Same rapidity law across SSM/SSMS keeps composition bounded and stable:

a_mul = tanh(atanh(a1) + atanh(a2))
a_div = tanh(atanh(a_f) - atanh(a_g))
a_(1/x) = -a_x
a := clamp(a, -1+eps_a, +1-eps_a)   # always clamp before any atanh; eps_a ~ 1e-6

Reproducible and auditable.
Manifest-driven knobs (K, window grid, R2->a mapping, eps_a, reference tier a_g) make runs deterministic; one-line SSMS prints provide a traceable confidence record.

0D) What This Unlocks — From 0over0 to a Working Symbolic Standard

Purpose in one line.
A deterministic 0over0 classifier that emits <m_out, a_div> with conservative collapse phi(<m,a>) = m, plus SSMS one-liners for transparent auditing and teaching.

Immediate capabilities.

  • Stable headlines. ZERO / FINITE / INF from a single rule; logs only tie-break when p_f = p_g.
  • Confidence and direction. a_div provides a bounded, composable signal (bands A--/A-/A0/A+/A++); optional DIR+, DIR0, DIR-.
  • Post-hoc safety.

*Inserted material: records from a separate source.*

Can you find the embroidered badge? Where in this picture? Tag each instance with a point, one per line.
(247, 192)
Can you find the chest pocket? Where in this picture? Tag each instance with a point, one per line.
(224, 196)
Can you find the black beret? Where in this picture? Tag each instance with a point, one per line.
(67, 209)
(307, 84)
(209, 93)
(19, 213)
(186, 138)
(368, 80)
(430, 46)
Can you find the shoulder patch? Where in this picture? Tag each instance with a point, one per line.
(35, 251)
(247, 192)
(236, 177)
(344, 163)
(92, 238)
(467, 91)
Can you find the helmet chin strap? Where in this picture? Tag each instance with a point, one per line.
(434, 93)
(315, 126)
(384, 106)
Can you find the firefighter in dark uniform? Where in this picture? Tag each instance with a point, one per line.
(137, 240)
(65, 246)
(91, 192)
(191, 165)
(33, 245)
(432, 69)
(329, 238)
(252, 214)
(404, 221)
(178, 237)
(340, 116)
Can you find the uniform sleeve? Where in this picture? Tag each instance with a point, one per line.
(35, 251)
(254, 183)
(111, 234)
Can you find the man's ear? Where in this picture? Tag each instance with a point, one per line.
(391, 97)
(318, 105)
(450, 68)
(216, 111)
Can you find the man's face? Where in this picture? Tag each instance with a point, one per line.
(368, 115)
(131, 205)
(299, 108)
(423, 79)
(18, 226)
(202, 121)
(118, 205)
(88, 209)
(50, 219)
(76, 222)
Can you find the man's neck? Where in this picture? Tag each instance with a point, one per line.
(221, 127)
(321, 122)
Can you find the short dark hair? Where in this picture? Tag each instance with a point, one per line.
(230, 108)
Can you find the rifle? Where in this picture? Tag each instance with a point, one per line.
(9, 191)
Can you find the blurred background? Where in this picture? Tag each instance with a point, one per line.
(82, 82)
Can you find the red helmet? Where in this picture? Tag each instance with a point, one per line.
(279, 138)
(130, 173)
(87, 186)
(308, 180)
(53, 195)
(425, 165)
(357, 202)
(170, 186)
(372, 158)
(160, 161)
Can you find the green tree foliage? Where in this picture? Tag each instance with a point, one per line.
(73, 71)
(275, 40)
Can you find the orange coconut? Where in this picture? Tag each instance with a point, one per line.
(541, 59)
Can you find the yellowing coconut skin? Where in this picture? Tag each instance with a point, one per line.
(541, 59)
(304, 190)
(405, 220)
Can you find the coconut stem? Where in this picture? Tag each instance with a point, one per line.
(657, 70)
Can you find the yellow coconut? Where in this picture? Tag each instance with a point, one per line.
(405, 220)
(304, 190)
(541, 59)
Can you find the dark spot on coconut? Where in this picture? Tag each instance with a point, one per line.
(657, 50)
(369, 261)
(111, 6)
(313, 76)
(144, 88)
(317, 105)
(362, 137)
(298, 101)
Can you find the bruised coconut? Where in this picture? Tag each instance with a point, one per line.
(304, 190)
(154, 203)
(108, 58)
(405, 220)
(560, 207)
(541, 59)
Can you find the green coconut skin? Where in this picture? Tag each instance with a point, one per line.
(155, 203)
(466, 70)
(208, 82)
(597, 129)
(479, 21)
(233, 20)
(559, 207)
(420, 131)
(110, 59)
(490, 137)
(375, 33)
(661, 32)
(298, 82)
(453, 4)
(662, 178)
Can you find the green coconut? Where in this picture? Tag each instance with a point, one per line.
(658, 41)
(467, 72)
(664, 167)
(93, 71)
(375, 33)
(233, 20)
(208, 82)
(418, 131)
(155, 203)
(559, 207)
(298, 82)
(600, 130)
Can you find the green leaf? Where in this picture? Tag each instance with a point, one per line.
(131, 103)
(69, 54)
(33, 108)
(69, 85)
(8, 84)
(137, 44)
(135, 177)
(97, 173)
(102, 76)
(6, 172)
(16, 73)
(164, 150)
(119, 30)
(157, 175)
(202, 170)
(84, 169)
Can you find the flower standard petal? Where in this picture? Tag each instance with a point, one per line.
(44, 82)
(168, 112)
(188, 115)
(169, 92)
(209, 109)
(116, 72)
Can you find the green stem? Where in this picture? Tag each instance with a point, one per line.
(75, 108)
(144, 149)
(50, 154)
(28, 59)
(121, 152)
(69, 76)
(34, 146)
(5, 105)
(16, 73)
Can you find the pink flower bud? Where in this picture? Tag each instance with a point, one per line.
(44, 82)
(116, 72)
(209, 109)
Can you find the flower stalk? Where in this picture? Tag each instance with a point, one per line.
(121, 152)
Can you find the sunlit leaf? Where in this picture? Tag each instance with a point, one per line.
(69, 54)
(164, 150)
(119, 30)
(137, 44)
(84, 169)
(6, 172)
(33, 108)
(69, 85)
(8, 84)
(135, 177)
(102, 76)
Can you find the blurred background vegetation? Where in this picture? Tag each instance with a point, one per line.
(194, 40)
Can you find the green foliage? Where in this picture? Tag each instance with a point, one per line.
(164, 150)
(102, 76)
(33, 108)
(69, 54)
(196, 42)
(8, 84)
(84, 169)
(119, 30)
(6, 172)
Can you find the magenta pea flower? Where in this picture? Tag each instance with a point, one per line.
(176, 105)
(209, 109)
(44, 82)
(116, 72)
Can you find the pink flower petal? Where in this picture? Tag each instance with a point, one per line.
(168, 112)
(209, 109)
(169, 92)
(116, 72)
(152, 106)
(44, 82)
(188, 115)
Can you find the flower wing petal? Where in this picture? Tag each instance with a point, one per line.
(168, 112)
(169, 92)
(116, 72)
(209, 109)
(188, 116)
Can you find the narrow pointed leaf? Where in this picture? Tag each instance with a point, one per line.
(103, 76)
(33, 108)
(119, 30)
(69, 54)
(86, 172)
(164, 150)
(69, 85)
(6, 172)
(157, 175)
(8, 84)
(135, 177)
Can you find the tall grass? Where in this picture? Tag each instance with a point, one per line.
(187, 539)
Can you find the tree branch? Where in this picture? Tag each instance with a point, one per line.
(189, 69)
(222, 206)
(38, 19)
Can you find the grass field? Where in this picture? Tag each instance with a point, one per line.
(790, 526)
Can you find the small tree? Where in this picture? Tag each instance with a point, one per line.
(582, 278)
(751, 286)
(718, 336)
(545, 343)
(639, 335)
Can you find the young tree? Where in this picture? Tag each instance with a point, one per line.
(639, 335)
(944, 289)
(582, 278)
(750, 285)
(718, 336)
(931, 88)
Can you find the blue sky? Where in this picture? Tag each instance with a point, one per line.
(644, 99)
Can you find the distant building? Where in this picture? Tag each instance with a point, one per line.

Flags SIDED/OSC/MULTI/NOFIT surface tricky tails instead of forcing brittle decisions.
  • Drop-in printing. One line per outcome:
SSMS: {CLASS}@{A-tag} DIV[a_div]@{A-tag} {DIR?} {REG?} {BADGES?}

Where to use it today (examples).

  • Calculus/analysis. Canonicalize 0over0 at removable, essential, or oscillatory points; keep proofs clean while exposing tail quality.
  • Control and robotics. Treat near-singular sensor ratios as <m,a>; gate actions on classical m, not a; use a_div for operator confidence.
  • Numerics/optimizers. Replace ad-hoc eps checks with headlines + bands; retry only on REG=OSC/MULTI or when band < A0.
  • Signals/telecom. Division of noisy streams uses a_div = tanh(atanh(a_f) - atanh(a_g)); print REG=SIDED for asymmetric fades.
  • Physics/chem. Rate-law comparisons at boundaries: headline from rates; publish DIV[...] to quantify evidence.
  • ML and diagnostics. Feature ratios at degenerate points: use bands to decide keep/clip/skip without leaking label info.
  • Finance/econ. Normalize indicator ratios with <m,a>; display MULTI when regimes switch across nested windows.
  • Medicine/earth-risk. Handle physiological or geophysical ratios near zeros; keep SSMS audit trail for analysts/clinicians.

Interoperability (one glance).

Symbol:  x := <m, a>             Collapse: phi(<m,a>) = m
Clamp:   a := clamp(a, -1+eps_a, +1-eps_a)   # eps_a ~ 1e-6
Compose: a_mul = tanh(atanh(a1) + atanh(a2))
         a_div = tanh(atanh(a_f) - atanh(a_g))
         a_(1/x) = -a_x
Priors:  no prior -> a_f = a_g = 0
         from fits -> a := 2*R2 - 1  OR  a := tanh(c*(R2 - 0.5))  # publish c
         reference tier a_g in {0.60, 0.80, 0.90}

Determinism and stability (practical guarantees).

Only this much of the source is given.